State park in São Paulo, Brazil

The Furnas do Bom Jesus State Park (Parque Estadual das Furnas do Bom Jesus) is a state park in the state of São Paulo, Brazil. It protects an area of cerrado and Atlantic Forest with high biodiversity in and around a canyon.

==Location==

The Furnas do Bom Jesus State Park is in the municipality of Pedregulho, São Paulo, 442 km from the state capital of São Paulo.
The municipality is in the northeast of the state in the Ribeirão Preto mesoregion.
It has an area of 2069 ha, and is in the hydrographic basin of the Córrego do Pedregulho.
.The terrain consists of medium hills with flat tops and slopes with small canyons.
The name Furnas do Bom Jesus means "Caves of the Good Jesus", after the Bom Jesus canyon which leads through the park.
Altitudes range from 300 to 1073 m.

==History==

The Furnas do Bom Jesus State Park was created by state decree 30.591 of 12 October 1989.
Decree 31.644 of 31 May 1990 declared the land as being of social interest for the purpose of expropriation.
The park is a fully protected conservation unit with the objectives of preserving its ecosystems, geomorphological sites and natural landscapes, while supporting scientific research and public visits.
Various universities use the park for scientific research, including the University of São Paulo.

==Environment==

The Köppen climate classification is Cwb Tropical Altitude, hot and humid in summer, cold and dry in winter.
Temperatures vary from 18 to 32 C in the summer and 3 to 13 C in the winter, with average annual temperature from 21 to 25 C.
The park protects an area with great biodiversity of native flora and fauna, including some species threatened with extinction.

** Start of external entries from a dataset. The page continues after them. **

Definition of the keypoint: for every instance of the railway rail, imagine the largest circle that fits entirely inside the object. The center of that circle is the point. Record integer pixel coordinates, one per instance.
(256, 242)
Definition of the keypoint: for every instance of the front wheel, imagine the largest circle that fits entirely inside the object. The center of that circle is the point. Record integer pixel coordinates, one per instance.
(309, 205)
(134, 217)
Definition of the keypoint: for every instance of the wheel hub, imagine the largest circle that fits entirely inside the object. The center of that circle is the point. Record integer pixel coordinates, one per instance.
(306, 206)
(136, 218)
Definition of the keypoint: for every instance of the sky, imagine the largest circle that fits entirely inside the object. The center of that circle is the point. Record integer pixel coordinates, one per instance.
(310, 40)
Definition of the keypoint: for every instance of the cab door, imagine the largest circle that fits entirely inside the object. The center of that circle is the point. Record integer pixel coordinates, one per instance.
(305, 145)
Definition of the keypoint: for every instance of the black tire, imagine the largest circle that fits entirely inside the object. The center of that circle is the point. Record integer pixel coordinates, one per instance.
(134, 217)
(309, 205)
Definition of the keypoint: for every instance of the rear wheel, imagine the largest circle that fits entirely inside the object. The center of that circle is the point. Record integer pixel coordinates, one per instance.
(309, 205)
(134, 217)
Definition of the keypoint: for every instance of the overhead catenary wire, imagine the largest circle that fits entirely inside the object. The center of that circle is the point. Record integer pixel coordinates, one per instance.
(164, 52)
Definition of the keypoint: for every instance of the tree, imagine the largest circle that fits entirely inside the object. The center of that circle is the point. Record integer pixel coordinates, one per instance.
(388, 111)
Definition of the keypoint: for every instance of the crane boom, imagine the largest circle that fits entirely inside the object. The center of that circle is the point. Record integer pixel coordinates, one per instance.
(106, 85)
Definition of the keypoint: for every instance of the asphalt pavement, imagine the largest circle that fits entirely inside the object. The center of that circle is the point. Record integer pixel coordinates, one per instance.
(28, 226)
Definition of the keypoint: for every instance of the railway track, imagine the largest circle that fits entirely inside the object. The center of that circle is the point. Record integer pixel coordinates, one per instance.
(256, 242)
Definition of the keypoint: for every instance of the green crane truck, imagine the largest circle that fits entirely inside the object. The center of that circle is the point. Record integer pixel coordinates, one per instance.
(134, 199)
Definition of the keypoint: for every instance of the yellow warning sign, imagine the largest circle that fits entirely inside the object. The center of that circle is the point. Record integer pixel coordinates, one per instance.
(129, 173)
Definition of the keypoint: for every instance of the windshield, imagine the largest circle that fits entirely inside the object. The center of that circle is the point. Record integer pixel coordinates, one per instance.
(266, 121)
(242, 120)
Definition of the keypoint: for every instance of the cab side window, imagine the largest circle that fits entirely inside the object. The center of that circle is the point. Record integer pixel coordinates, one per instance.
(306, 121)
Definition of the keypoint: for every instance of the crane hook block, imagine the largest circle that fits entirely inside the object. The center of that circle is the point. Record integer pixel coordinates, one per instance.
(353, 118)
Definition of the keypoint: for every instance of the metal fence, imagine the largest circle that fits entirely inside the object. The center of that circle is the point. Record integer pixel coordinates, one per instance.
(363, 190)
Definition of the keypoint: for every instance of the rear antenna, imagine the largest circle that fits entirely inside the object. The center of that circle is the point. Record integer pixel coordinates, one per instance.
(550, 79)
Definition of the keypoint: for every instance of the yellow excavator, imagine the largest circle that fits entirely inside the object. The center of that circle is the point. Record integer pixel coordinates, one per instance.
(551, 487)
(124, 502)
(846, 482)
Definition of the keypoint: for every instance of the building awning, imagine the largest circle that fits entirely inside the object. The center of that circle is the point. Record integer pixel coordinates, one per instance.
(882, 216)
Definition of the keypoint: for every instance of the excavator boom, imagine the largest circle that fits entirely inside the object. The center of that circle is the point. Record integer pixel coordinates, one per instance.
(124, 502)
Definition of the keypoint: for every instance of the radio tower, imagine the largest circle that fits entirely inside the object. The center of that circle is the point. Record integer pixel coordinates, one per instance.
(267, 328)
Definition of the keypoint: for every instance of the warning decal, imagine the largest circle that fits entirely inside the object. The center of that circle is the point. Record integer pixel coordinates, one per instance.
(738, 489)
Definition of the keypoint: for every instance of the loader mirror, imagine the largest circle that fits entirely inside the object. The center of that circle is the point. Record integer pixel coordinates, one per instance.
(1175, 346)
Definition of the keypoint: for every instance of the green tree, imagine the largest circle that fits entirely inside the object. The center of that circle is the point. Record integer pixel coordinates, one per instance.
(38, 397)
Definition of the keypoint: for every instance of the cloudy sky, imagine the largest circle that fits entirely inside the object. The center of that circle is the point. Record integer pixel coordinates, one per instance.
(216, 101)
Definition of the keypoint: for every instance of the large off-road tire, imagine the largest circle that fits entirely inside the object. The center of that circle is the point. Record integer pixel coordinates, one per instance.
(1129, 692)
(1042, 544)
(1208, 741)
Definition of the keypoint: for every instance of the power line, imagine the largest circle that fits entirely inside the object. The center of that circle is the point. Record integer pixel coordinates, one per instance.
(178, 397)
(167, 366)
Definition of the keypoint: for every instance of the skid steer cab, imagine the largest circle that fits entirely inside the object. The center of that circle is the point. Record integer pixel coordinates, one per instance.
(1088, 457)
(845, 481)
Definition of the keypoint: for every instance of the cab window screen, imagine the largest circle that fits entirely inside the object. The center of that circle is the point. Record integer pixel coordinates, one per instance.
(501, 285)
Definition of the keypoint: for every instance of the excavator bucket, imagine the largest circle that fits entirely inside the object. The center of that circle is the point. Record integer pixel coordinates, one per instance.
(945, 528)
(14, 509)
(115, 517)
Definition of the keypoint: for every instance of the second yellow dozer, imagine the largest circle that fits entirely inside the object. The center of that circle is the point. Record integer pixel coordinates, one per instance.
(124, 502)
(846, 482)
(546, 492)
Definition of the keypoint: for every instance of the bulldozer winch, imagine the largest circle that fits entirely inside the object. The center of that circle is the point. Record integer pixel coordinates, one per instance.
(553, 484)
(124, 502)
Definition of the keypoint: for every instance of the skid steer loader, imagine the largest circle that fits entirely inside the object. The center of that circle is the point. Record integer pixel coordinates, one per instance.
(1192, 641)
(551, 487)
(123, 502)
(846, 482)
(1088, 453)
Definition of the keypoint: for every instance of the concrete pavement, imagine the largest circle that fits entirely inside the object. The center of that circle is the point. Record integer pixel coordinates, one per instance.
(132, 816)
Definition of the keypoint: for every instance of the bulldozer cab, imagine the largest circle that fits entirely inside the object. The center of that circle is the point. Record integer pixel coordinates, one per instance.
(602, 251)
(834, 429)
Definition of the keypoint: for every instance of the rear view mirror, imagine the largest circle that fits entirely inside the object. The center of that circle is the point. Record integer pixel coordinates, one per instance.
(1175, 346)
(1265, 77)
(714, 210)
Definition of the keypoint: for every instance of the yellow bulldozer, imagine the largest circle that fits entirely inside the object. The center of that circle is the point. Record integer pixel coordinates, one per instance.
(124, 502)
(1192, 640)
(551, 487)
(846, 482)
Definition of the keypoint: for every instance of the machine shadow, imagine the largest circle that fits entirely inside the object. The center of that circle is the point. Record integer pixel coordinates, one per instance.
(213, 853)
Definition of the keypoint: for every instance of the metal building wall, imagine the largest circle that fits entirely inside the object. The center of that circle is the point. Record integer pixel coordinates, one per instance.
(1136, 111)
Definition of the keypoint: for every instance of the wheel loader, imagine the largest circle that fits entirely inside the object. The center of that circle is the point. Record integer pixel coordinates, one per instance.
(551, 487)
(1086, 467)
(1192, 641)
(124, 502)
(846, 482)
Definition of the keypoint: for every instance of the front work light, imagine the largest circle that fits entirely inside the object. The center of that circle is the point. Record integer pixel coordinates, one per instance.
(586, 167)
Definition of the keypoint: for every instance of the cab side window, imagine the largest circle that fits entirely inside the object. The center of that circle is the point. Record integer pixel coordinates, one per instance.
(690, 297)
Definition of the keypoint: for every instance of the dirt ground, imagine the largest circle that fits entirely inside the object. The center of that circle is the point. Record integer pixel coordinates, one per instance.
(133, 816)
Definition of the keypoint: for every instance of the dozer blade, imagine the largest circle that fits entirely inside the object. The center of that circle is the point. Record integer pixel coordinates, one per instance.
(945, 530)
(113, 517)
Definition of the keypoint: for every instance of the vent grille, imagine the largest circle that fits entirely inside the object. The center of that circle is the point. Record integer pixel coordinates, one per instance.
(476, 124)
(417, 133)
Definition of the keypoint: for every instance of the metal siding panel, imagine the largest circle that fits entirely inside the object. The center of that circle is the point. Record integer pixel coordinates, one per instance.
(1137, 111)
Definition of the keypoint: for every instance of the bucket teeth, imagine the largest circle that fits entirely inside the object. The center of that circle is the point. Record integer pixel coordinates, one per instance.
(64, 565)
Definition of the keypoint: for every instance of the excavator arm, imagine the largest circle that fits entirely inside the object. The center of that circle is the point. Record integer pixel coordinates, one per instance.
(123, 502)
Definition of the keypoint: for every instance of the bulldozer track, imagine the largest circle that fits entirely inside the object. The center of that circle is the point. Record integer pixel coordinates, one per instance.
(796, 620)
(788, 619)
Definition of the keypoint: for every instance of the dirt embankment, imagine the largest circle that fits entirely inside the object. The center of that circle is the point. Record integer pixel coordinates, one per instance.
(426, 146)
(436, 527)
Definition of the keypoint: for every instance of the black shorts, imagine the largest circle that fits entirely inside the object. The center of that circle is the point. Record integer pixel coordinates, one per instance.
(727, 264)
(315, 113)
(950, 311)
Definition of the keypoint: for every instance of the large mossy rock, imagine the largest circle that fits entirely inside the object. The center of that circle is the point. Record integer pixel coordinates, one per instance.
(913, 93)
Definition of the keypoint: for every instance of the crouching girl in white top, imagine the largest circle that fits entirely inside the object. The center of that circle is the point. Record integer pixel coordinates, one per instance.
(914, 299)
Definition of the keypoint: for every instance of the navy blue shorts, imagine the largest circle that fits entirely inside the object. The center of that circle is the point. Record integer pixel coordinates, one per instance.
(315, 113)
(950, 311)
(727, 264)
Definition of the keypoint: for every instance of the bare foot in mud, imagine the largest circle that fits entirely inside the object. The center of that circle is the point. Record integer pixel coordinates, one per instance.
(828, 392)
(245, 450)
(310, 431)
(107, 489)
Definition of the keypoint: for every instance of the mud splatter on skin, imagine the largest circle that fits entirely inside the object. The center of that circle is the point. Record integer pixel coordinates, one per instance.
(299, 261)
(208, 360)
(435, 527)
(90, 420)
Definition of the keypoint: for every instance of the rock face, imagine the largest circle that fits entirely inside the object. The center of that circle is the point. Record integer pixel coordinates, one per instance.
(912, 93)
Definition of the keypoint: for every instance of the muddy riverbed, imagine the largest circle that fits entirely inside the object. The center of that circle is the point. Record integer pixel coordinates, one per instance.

Vegetation includes fragments of cerrado and Atlantic Forest seasonal semi-deciduous forest.
There are cerradões, cerrado and meadows in the interfluvial areas, continuous gallery forest in the valley bottoms, including seasonal semi-deciduous forest and seasonal alluvial semi-deciduous forest, and seasonal deciduous forest on the slopes and walls of the canyons, particularly in places where there is the least water in the dry season.
The natural cerrado vegetation on the top of the chapadas and the gentler slopes was almost entirely replaced by coffee plantations and pasturage, and is now regenerating.
The areas that are harder to access have been little changed, preserving remnants of the original forest.

There are marshes, flooded meadows, high meadows and remnants of Atlantic forest, but the most common forms are typical cerrado, cerradão and asveredas.
There are many species of trees, grasses, bromeliads, orchids and other small plants.
The cerrado has been drastically modified by humans.
Notable species of flora include ipe (Tabebuia species), jacaranda (Jacaranda cuspidifolia), jequitibá (Cariniana estrellensis), açoita-cavalo (Luehea species) and peroba (Aspidosperma species).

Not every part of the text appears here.